So I mentioned a couple of months ago that I was about to start seeing a therapist, and I don't believe I've said anything else since. I guess it's time for an update, as some important things have happened. I initially used my therapist to deal with my depression, and didn't really let on about any further concerns, other than the occasional vague hint at other symptoms. Anyways, I have come to like and trust my therapist quickly, and finally opened up to her.
At the end of last week's session, I told her about my blackouts. She really perked up at that point, and had a couple of questions, but we had to end. Anyways, this week, more came out. She connected my headaches and ringing ears, I told her about how my voice and demeanor change in different situations, and how I've only fairly recently started to notice this about myself, yet others have pointed it out more quickly. Finally she asked if I hear voices.
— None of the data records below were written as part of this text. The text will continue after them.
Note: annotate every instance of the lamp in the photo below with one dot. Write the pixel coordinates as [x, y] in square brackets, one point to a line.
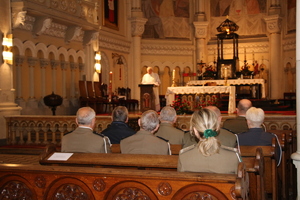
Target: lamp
[6, 53]
[97, 62]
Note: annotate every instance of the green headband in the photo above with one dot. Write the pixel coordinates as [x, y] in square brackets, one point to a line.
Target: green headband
[209, 133]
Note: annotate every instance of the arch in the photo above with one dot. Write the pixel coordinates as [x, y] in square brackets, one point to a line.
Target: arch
[20, 45]
[80, 54]
[73, 53]
[42, 47]
[30, 45]
[53, 49]
[63, 50]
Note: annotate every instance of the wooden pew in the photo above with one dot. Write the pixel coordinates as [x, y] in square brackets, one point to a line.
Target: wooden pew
[255, 169]
[270, 165]
[65, 182]
[175, 148]
[286, 167]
I stuttered around it and didn't really want to come out and say it, but I finally told her that yes, I do. We also started to get into my childhood and the abuse that occurred.
She never came out and said DID, but she started referring to dissociation, and how everyone has parts, but that my parts might be more split off than others, and that they were created when I used dissociation to cope with abuse. In other words, she hit all the keywords of DID. She also told me that she had dealt with this before, and that the key was to confront the traumatic memories in order to integrate the parts. I have some of the same concerns about integration that so many others have expressed though. I guess we'll get to that later though.
Anyways, it's not official yet, but it sounds like my T is pretty quickly settling in on DID or a similar DDNOS.